Gymnastics Remains In Last, but by LessBy J.C. Olsson
The Engineers faced the formidable opponents of U-Mass and Southern Connecticut last Saturday. The showdown ended in victory -- MIT lost by less.
The better teams are indubitably feeling the pressure from MIT’s gain; a simple mathematical extrapolation promises that MIT will close the gap and finally defeat their U-Mass foes in 26 competitions, or slightly under 3 years.
The Engineers had a rough start to the competition, but pulled it together in the end. MIT spent a good part of their floor routines sitting on their behinds -- all except freshman Damian Engen, whose polished set earned him a respectable 8.1.
Pommel horse saw a good show from the injured stalwart David Hu, who broke the halfway mark with a 5.4. However, the Engineers weren't able to keep the momentum going until the vault event, on which Rafael Vazquez ’01 deftly sailed over the horse, literally inches from his crotch, to earn a 6.6. This was followed by Alex Raine G, who hit the best pike-through vault of the competition for a 6.95. These results put the sixth vaulting position into contention between Rafael and Josh Weaver ’04. It is questionable whether Josh’s most recent vaulting maneuver, a combination between a cannonball and the After Dark Flying Toasters module, will edge out Raf’s flying straddle.
After starting the season with three 6.0s from consecutive competitions, Max Fischer ’00 managed to break this streak by over half a point on a solid 6.65 ring set.

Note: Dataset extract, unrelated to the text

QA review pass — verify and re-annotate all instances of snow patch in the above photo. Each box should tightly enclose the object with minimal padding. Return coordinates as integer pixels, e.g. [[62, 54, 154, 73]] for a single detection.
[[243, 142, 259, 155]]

Although John Tilly ’00 scored half a point lower, he earned it back in respect for putting his iron cross at the end of his routine. “The other gymnasts make it look too easy -- I prefer to make it look hard,” Tilly avowed.
Overall, a lack of stamina and tendency towards slovenliness limited the Engineer's ability to beat anybody. Halfway through the season, yet at the start of a havoc-wreaking term, the men’s gymnastics team has no choice but to shift gears and, as their motto goes, “suck less.”